Tüketim merkezli kapitalist sistemin dayattığı kent hayatını reddedip doğaya sığınan Cash ailesinin hikayesinde karşı kültürün izini sürdüğümüz bir çok hoş detay var. Bir kutlama yapılacağında “Noam Chomsky Günü” ilan ediliyor örneğin. Bir başka sahnede de markete gidip “yiyecekleri özgürleştirme” operasyonu çerçevesinde dört başı mamur bir planla para ödemeden çıktıklarını görüyoruz. Tüm bunlar incelikli bir mizahın eşliğinde kurgulanmış sahneler ama herhalde en komiği ailenin büyük oğlunun artık Troçkist değil de Maocu olduğunu ifade ettiği bölüm olsa gerek. Hikayenin yol filmine evrildiği bölümdeyse hem kendi hem de eşinin ailesiyle çatıştığı anlar şekillendiriyor Kaptan Fantastik’in gidişatını. Burada alternatif yaşam anlayışları test ediliyor bir anlamda ve bu testlerin bir kısmını kolaylıkla alt ederken bir kısmında çözümsüzlüğe düşüp yılma noktasına kadar geliyorlar.

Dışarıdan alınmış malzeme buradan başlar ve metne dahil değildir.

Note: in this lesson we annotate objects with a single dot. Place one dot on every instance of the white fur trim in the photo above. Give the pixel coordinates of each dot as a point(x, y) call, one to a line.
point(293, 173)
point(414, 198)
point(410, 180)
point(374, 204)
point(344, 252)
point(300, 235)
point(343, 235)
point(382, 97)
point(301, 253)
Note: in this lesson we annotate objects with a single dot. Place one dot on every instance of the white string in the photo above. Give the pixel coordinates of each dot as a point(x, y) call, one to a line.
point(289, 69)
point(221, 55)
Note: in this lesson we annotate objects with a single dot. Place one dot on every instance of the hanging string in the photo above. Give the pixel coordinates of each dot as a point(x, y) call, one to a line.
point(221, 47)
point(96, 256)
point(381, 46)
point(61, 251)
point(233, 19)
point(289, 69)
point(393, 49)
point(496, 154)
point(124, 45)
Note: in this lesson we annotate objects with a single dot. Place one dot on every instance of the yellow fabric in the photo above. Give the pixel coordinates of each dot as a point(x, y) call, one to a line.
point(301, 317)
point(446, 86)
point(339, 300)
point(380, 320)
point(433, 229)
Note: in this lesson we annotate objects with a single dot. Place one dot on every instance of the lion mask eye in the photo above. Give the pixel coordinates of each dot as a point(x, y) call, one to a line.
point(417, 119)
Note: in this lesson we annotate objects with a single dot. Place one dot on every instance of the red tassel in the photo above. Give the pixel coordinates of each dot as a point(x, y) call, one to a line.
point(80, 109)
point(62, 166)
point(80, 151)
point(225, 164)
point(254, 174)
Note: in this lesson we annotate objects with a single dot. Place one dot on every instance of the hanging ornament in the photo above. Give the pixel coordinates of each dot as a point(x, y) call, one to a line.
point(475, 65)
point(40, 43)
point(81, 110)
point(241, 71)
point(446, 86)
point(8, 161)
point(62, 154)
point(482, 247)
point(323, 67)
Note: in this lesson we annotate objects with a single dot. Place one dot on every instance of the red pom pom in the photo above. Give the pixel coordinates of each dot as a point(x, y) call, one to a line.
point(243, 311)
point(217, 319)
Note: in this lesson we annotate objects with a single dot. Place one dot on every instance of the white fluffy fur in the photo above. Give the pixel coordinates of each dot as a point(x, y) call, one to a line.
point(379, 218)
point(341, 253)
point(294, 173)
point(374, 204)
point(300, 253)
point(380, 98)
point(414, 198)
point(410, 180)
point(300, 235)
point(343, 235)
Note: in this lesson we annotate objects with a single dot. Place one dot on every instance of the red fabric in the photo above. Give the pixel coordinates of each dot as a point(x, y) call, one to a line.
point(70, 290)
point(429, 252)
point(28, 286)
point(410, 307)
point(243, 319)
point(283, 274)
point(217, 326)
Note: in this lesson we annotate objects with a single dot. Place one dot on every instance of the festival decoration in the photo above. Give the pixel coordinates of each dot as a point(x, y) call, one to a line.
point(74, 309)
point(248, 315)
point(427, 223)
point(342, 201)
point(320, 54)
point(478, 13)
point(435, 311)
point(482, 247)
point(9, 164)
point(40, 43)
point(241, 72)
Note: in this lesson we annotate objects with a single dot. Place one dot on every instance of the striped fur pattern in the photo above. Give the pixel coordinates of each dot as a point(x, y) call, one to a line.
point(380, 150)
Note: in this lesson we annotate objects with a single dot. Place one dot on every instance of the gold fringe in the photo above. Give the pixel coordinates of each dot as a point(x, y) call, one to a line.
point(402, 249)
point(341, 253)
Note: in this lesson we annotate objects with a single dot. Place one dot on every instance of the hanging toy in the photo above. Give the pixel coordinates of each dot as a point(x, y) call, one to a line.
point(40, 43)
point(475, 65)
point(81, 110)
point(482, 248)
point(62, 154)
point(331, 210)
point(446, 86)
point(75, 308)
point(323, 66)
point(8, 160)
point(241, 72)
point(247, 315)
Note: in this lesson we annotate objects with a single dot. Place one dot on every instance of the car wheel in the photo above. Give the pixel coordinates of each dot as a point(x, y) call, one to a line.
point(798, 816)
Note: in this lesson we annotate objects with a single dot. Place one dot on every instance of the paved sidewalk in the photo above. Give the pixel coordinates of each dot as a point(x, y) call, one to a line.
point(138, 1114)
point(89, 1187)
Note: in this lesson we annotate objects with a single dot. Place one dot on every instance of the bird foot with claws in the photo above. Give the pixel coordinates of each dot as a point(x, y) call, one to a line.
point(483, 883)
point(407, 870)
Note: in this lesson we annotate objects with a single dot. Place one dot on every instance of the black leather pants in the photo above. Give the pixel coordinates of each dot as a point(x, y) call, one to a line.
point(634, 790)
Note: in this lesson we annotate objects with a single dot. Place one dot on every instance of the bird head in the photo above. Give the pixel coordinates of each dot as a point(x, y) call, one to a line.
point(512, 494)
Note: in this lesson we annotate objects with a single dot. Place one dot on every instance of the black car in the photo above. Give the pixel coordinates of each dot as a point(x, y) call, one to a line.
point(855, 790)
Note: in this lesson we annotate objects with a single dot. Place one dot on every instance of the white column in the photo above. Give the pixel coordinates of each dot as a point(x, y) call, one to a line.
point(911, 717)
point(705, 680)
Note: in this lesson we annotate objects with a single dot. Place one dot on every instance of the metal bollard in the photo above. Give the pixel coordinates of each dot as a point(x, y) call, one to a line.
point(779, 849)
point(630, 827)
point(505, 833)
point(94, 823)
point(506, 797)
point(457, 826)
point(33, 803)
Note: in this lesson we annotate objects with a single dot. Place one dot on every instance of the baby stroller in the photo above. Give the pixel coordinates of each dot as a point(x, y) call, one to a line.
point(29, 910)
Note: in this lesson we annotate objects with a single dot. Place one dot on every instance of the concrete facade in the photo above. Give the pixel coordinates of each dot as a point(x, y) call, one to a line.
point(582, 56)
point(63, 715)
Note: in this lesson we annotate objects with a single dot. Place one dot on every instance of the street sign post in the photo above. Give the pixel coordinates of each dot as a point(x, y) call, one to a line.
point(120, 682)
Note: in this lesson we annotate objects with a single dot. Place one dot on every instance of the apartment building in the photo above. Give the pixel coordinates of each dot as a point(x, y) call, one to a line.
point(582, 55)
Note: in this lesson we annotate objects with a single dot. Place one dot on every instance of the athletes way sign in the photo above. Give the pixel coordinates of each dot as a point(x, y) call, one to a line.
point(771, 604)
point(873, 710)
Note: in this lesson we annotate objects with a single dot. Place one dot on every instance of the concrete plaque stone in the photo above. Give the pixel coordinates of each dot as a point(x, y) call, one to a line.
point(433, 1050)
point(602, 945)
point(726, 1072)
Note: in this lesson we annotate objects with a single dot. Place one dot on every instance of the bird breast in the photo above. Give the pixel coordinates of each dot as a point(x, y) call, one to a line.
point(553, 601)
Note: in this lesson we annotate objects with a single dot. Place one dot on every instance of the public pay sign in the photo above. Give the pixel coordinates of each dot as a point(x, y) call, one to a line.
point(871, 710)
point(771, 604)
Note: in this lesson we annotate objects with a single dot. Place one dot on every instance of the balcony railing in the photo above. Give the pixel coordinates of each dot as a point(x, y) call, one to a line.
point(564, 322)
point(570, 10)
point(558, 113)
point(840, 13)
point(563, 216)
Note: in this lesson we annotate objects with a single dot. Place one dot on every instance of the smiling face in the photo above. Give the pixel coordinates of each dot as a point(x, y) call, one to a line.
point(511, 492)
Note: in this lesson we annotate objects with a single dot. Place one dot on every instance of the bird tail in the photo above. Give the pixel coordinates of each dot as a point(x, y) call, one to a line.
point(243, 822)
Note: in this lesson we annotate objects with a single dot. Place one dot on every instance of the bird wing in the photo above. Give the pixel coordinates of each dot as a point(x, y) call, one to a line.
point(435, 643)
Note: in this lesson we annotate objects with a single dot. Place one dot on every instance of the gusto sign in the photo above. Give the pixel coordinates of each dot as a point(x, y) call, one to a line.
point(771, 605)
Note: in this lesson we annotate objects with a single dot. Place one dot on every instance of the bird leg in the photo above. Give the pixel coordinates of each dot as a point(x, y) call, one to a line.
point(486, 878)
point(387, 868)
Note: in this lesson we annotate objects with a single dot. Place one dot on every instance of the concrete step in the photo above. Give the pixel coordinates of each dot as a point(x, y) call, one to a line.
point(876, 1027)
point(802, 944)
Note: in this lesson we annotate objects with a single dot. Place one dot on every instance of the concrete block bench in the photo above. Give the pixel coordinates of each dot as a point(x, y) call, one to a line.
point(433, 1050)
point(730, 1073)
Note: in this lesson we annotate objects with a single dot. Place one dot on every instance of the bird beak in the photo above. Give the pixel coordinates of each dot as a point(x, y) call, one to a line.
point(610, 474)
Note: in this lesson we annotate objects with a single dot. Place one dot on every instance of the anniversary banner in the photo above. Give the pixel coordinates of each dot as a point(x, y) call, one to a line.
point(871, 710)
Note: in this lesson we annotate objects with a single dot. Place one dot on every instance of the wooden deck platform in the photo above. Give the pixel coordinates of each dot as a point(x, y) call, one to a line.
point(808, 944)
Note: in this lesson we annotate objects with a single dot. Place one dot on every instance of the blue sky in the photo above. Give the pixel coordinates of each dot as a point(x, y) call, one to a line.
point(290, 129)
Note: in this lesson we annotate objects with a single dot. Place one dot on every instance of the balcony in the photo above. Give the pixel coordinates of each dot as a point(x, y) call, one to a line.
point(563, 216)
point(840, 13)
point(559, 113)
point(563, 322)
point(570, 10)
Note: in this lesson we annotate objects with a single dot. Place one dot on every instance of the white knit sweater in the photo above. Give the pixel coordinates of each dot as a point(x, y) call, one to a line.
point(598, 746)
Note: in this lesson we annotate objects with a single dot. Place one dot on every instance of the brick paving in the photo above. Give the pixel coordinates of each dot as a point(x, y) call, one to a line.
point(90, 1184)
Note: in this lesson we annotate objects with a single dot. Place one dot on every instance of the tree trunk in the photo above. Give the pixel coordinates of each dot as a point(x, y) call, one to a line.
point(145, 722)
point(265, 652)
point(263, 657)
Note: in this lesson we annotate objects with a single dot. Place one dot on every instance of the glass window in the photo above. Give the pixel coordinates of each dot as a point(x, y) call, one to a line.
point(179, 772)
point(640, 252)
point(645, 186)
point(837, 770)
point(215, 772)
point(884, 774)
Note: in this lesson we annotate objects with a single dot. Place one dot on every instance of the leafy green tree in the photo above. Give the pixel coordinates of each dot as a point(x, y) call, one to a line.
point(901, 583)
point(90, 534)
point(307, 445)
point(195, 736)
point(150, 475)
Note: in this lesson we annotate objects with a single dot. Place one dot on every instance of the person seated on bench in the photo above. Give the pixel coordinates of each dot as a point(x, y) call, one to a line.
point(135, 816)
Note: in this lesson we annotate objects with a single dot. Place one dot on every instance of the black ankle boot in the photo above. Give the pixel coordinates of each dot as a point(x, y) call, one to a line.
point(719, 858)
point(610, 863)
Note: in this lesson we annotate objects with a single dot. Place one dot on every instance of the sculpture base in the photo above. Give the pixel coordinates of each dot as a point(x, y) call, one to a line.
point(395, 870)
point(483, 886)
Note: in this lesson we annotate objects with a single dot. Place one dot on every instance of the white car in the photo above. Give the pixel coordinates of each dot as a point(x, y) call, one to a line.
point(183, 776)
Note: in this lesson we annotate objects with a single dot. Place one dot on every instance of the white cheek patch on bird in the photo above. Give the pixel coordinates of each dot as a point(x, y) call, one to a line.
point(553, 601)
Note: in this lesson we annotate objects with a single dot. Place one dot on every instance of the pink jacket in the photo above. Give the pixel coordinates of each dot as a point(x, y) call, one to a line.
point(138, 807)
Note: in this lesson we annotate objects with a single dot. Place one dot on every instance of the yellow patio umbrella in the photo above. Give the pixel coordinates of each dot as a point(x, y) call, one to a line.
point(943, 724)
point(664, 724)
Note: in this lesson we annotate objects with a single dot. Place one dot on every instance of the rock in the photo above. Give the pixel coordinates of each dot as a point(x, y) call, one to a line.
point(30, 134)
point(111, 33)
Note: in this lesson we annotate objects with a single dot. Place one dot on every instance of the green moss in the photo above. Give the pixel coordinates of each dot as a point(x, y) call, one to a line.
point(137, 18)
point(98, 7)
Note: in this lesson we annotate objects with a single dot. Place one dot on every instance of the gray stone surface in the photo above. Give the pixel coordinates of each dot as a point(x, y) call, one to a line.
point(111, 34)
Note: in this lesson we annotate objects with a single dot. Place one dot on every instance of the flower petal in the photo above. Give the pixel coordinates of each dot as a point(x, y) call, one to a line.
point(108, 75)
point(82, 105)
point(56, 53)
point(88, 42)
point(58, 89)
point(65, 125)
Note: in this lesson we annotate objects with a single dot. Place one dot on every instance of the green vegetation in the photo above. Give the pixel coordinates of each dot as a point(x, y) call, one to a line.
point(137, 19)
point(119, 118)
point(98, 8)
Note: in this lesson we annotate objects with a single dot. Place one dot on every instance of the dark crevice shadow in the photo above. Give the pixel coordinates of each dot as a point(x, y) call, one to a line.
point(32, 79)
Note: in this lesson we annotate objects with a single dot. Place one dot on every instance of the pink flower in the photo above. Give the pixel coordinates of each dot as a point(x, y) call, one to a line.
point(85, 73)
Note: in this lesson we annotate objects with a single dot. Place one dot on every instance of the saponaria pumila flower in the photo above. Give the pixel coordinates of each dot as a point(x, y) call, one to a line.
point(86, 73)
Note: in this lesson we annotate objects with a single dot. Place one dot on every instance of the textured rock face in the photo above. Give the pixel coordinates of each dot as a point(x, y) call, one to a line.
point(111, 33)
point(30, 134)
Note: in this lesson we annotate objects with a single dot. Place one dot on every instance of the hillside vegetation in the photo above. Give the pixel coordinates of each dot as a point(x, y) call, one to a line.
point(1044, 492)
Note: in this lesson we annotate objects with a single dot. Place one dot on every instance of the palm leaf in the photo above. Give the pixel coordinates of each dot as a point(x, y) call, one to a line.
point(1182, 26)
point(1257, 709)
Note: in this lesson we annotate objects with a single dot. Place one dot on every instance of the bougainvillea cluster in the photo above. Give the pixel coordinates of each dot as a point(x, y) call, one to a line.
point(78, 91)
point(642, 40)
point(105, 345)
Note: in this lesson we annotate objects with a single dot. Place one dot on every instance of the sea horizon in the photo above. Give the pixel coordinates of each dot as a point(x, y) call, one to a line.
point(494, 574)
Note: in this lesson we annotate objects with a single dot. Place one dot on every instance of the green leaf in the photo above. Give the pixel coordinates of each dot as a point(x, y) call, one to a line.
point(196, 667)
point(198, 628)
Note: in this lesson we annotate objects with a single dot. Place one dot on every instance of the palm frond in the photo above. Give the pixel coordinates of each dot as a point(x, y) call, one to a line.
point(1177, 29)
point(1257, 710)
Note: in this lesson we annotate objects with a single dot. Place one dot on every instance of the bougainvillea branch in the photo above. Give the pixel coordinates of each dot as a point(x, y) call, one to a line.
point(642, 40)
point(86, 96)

Bir sebepten modern hayatın kendilerine dayatılan nimetlerini (ya da nimet görünümündeki zehrini) reddederek kendi cennetlerini kurmak için doğaya dönen bireylerin hikayelerini anlatan başka filmler de var. Sean Penn imzalı Into The Wild akla ilk gelen örneklerden biri. Farklı bir düzlemde de olsa bu yıl Adana Film Festivali’nde büyük ödülü alan Reha Erdem imzalı Koca Dünya’yı da bu sınıfa sokabiliriz. Orada da var olmaya çabaladıkları acımasız dünyadan kaçarak doğaya sığınan iki çocuğun hikayesini izlemiştik. Onların bilinçli bir felsefesi yoktu belki ama kaçış noktaları aslında çok da farklı ve uzak değildi. Matt Ross’un filmindeyse karakterlerin sistemle bir noktada uzlaştığını görüp isyan etsek de, o uzlaşmanın sistem lehine değil de her biri kendi yollarını çizmeye kararlı aile bireyleri lehine olduğu teyit ediyoruz. Bu fazlasıyla idealize final ne kadar gerçekçi gelir size bilemeyiz ama “başka bir dünya mümkün” diyebilmek adına Matt Ross’a alkış tutmak ve türlü duyguları hakkını vererek bize yaşatan filme dair olumlu düşünceler beslemek için çok sebebimiz var. Biri de “Sweet Child o’ Mine”, görünce anlayacaksınız.